Investigators with the European Southern Observatory (ESO) recently managed to snap an interesting view of the stellar nursery called NGC 3582, which is located in the larger RCW 57 star-forming region of the Milky Way. The new image reveals interesting structures within the gas clouds. The tendrils the ESO team observed bear an amazing similarity to plasms prominences developing on the surface of our own Sun during periods of solar maximum. The difference between the two is that the ones in space occur at significantly larger scales.
Using the Wide Field Imager on the MPG/ESO 2.2-meter telescope, astronomers with the ESO La Silla Observatory in Chile managed to capture the structure in exquisite detail and color, providing an unprecedented, clear image into this amazing stellar nursery.
Such objects are usually made up of vast amounts of hydrogen gas, which come together and start to agglomerate against certain centers of gravity. As the time passes, the massive accumulation of hydrogen that was the initial cloud gets fragmented in several smaller clouds.
As these newly-formed structures reach a critical mass, they become too heavy to support themselves, and implode under the gravitational pull they generate. As this happens, friction between the gas molecules causes the hydrogen to ignite and begin nuclear fusion.
If the cloud had sufficient gas before collapsing, then a new star is born. Areas in which this process is happening constantly are called stellar nurseries, and NGC 3582 is one of them. The larger region, RCW 57, is simply an agglomeration of several stellar nurseries.
The new image reveals that the structure targeted by the Wide Field Imager contains a large number of loops that looks as if they were produced by perturbations in the gas clouds caused by dying stars.
Inside such tightly-packed cosmic structures, if a star goes supernova, then its effects are very widespread, and go a long way towards influencing the next generation of new stars the nursery it exploded in will produce.
In the case of NGC 3582, the entire area is filled by supernova-produced loops, but the glow apparent throughout the image is caused by the intense ultraviolet radiations emitted by newly-formed stars.
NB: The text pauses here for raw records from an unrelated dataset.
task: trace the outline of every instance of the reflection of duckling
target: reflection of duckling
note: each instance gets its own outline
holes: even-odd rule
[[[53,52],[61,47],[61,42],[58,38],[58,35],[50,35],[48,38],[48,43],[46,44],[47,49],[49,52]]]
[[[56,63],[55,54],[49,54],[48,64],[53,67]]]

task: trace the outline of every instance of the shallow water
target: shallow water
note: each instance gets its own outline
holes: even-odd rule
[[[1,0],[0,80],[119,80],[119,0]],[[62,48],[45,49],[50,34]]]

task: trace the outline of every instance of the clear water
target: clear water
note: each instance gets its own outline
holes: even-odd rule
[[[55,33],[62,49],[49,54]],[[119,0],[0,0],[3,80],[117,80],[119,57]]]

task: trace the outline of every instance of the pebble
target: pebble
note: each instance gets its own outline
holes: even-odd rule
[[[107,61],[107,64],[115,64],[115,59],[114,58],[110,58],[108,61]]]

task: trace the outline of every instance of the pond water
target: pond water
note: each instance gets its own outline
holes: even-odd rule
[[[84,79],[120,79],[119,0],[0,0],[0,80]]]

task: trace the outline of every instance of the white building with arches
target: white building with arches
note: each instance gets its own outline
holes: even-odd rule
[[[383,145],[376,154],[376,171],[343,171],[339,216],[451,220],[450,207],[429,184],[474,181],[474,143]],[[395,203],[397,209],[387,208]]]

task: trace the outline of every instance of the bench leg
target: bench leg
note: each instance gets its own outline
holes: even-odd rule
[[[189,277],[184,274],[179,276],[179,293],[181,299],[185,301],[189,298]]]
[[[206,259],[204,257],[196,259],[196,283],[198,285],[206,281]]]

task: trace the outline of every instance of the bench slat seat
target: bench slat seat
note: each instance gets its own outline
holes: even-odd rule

“Some of the stars forming in regions like NGC 3582 are much heavier than the Sun. These monster stars emit energy at prodigious rates and have very short lives that end in explosions as supernovae,” the ESO team explains in a press release.
“The material ejected from these dramatic events creates bubbles in the surrounding gas and dust. This is the probable cause of the loops visible in this picture,” they go on to say.